Contrary to the comment at the end of the assignment that: “the model generates text that makes sense capturing dependencies between words and without any input”, but I wouldn’t say that was true based on my output from two runs:
“ay maysem of way and rojerpudy i”
“in the love liber of his pariola”
“usis’ my lookly. for by a lucin-”
“timer’s. so know you take,”
“would indirate it pleaser difley”
“thet is glat: tentuin,”
“[exeunt]”
So the last item is a common stage direction in Shakespeare, and some of the prepositional phrases are reasonable, but that’s the only sign I see of any word-dependency being captured, and even that is at best captured across 3 words, which you could do better with a word-level trigram.
In fact, just looking at the output (without the unit tests or 100% result from the grader), I would have guessed that there was a bug in my code.
What was the point of doing character prediction if the results are so poor? I get that the computations with such a small vocabulary are more tractable, but since the actual results used a pre-trained model anyway, why not use a decent pre-trained model?
If I hadn’t gone into this week knowing the GRUs were useful, I certainly wouldn’t have gotten that impression from the assignment.
That is not a fair comparison. Why not compare sentence-level, paragraph-level or document-level trigrams?
Learning. Not every class should be about sub-word level modelling (which in most cases is optimal). Character level modeling is one of the most obvious ways to model the language but it has its limitations.
If you’re not impressed by the results of RNNs, try achieving the same with regular NNs or even classical techniques (all character level).
I understand that people might have unreasonable expectations (up to AGI) out of relatively simple architectures with simple datasets but I think the goal of the course is to show some techniques of NLP (and I personally am happy that at least one class was character-level).
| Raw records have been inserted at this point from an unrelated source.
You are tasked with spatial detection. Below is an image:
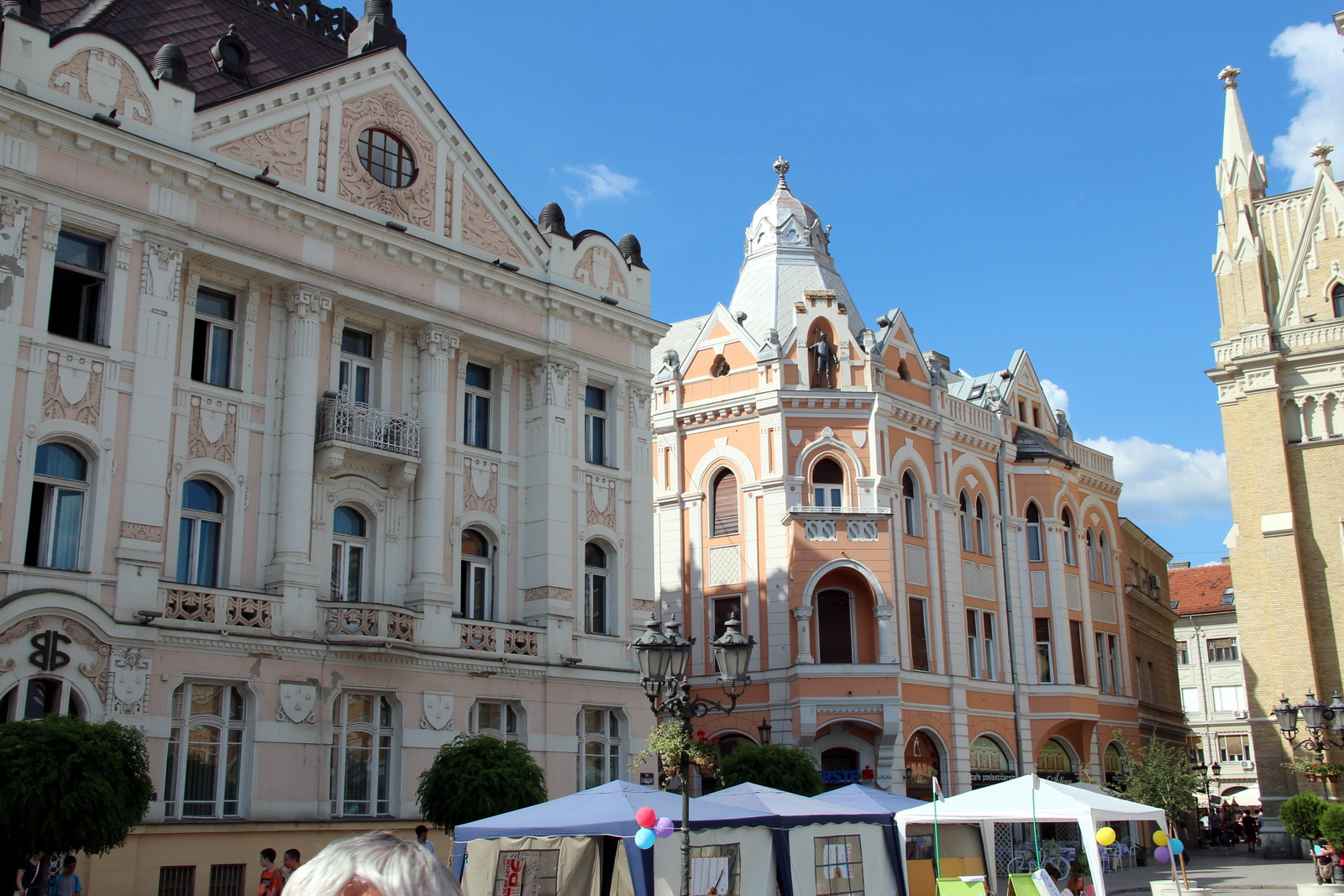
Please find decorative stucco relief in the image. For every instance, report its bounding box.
[42,352,103,428]
[186,395,238,466]
[215,116,309,184]
[462,183,531,267]
[574,246,627,298]
[338,87,438,230]
[47,50,155,125]
[462,457,500,516]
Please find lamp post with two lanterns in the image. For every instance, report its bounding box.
[630,614,769,896]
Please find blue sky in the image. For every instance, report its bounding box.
[392,0,1344,564]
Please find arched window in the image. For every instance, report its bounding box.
[957,490,976,551]
[1097,529,1114,584]
[177,479,225,589]
[976,495,995,556]
[164,681,246,818]
[328,693,396,815]
[1026,502,1046,563]
[816,591,853,663]
[461,529,495,619]
[24,442,89,569]
[583,542,614,634]
[711,470,738,535]
[1059,508,1078,567]
[811,457,844,508]
[900,470,923,537]
[332,506,368,600]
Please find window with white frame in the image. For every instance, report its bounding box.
[900,470,923,538]
[47,230,108,344]
[177,479,224,589]
[461,529,495,619]
[164,681,247,818]
[331,505,368,602]
[580,706,623,790]
[24,442,89,569]
[583,542,614,634]
[462,364,493,448]
[338,327,374,405]
[583,385,610,466]
[328,693,396,815]
[191,286,238,387]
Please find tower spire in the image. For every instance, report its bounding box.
[1218,65,1265,196]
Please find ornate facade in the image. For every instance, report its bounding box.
[0,0,665,893]
[654,160,1179,798]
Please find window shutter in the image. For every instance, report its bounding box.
[714,471,738,535]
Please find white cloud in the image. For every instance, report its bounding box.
[564,165,640,210]
[1084,435,1231,525]
[1040,380,1068,414]
[1270,22,1344,190]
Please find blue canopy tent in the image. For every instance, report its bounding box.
[453,780,773,896]
[695,783,919,896]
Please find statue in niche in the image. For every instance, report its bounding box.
[808,327,840,388]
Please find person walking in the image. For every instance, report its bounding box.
[47,856,83,896]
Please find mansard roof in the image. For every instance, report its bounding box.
[42,0,354,107]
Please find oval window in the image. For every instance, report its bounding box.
[359,128,417,186]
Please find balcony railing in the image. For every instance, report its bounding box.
[318,392,419,458]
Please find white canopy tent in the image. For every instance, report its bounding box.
[895,775,1167,896]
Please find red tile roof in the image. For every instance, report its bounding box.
[1167,563,1236,616]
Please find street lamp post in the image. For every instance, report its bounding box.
[630,614,755,896]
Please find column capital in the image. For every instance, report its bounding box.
[285,284,334,321]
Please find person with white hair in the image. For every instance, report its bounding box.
[285,831,462,896]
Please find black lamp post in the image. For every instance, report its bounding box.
[630,614,770,896]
I generally agree with @David_Fox’s sentiment here. I think the assignment would benefit from clearer expectations for what kind of output we should see at the end. Even though I’ve completed the exercises correctly, and despite the assignment text claiming:
you can see that the model generates text that makes sense…
The output is fairly nonsensical & underwhelming. Earlier the assignment mentions:
The model was only trained for 1 step due to the constraints of this environment. Even on a GPU accelerated environment it will take many hours for it to achieve a good level of accuracy.
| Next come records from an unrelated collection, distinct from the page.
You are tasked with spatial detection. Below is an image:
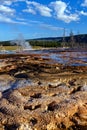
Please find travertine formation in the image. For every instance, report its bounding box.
[0,54,87,130]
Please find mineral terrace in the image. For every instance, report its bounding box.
[0,54,87,130]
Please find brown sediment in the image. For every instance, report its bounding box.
[0,54,87,130]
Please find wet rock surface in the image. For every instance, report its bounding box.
[0,51,87,130]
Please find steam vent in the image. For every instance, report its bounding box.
[0,49,87,130]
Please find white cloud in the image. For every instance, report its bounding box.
[50,1,79,23]
[24,1,52,17]
[23,7,36,14]
[0,14,27,25]
[39,23,64,31]
[81,0,87,7]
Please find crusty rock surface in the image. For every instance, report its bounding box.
[0,52,87,130]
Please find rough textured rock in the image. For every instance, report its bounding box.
[0,51,87,130]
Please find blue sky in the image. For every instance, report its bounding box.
[0,0,87,41]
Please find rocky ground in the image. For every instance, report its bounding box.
[0,54,87,130]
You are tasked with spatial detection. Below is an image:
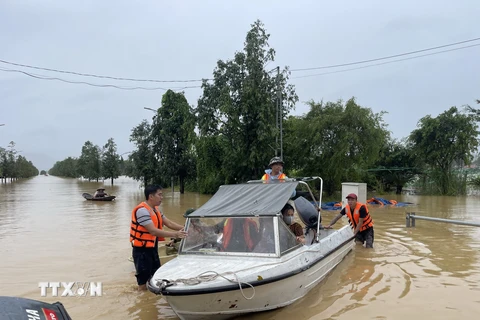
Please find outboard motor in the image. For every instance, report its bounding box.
[294,197,322,230]
[0,296,72,320]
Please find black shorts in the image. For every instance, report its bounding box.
[355,227,375,248]
[132,247,160,286]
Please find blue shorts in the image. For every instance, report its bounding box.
[132,247,160,286]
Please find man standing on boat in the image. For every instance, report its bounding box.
[262,157,297,198]
[130,185,187,290]
[325,193,374,248]
[262,157,287,180]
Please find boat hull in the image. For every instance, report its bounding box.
[82,193,116,201]
[153,228,355,320]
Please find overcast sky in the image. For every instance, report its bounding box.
[0,0,480,170]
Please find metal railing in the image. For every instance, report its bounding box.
[406,212,480,228]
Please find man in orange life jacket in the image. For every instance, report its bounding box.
[262,157,287,180]
[130,185,187,290]
[325,193,374,248]
[262,157,297,198]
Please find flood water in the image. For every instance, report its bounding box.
[0,176,480,320]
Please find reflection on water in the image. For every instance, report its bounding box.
[0,176,480,320]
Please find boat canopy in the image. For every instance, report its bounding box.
[188,180,299,218]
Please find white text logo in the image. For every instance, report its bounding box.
[38,281,102,297]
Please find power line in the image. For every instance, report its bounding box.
[0,59,212,83]
[0,38,480,83]
[291,43,480,79]
[0,68,201,91]
[288,38,480,72]
[0,38,480,91]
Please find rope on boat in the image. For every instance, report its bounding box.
[157,271,255,300]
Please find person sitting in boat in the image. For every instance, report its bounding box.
[262,157,297,198]
[93,188,108,198]
[325,193,374,248]
[282,203,305,244]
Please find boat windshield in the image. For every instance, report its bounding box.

Perhaps it would have been helpful to mention this point again at the end of the assignment to set clearer expectations for the model output?
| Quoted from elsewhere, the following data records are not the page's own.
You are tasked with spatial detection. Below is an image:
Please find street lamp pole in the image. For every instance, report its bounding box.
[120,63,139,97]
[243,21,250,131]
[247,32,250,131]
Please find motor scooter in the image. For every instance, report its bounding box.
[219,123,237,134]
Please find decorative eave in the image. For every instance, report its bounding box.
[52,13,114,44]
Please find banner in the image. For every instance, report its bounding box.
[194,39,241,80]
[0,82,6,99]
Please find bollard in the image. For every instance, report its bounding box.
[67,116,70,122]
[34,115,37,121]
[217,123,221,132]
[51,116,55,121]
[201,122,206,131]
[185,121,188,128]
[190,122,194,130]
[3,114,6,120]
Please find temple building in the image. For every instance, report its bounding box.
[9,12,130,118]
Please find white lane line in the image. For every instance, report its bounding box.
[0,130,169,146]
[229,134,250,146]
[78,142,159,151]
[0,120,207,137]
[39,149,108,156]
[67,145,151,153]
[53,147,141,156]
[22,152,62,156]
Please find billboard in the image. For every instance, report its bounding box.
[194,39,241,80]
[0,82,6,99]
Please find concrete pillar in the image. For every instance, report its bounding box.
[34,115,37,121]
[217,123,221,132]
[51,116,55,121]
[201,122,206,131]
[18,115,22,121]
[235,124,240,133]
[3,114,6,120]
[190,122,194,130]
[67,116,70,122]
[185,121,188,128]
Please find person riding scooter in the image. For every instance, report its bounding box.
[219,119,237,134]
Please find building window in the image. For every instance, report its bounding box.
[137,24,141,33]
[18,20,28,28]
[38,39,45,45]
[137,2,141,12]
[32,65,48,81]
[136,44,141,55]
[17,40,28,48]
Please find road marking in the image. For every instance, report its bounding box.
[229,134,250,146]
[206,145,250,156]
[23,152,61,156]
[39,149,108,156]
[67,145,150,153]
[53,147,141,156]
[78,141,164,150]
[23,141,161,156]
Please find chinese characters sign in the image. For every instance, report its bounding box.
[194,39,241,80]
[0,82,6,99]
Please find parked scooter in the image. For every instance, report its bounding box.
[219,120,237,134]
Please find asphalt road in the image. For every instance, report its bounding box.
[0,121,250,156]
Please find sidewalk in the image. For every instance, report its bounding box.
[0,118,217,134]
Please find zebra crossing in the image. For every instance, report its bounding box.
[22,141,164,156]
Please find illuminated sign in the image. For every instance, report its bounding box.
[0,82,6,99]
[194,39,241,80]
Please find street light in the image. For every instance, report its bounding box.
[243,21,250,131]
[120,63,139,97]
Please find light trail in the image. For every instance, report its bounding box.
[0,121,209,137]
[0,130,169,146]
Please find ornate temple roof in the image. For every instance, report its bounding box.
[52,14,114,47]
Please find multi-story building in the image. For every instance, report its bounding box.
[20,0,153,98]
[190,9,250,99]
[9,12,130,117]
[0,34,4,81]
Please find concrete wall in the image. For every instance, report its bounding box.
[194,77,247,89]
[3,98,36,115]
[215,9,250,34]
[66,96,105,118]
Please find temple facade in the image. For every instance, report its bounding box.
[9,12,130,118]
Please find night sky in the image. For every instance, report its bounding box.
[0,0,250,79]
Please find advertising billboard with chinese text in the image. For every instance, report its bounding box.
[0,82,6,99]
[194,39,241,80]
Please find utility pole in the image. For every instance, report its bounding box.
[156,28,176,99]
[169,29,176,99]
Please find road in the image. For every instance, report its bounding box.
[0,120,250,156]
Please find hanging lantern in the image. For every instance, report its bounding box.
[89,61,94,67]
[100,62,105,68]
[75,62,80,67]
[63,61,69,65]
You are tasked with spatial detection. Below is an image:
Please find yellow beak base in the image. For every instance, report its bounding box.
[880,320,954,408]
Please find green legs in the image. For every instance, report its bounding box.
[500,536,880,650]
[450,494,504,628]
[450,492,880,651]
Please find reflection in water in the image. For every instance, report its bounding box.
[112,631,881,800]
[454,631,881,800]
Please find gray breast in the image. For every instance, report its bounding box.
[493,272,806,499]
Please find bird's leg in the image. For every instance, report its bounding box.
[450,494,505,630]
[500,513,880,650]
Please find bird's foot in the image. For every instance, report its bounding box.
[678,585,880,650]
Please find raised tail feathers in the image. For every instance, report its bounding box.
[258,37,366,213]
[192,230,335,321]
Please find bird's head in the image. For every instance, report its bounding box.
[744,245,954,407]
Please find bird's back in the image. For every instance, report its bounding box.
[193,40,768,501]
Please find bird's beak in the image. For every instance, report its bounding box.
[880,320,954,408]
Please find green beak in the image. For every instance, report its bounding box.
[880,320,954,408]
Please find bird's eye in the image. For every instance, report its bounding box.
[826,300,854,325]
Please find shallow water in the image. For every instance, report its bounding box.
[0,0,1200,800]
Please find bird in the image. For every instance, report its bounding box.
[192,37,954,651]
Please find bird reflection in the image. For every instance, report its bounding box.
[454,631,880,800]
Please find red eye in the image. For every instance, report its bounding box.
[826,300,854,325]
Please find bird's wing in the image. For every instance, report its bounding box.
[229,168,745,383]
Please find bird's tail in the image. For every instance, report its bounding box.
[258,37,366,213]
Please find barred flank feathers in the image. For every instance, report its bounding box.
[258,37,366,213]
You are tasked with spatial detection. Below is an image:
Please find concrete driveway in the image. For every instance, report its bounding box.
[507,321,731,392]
I understand your points and I agree with you - expectations could have been managed better - in regard that “positivity/expectations” could have been geared towards learning and not towards performance.
But I would also argue that nothing is perfect (at least some thing to every single person) and there are always ways to improve. And the questions when we approach the course should be like “What can I learn from this?”, “Why people did these things back then and what I’ve would have made different?”, “What are similarities and differences between these approaches?” etc., instead of only focusing on “This model is gonna be great!” (but having some of this is good too ).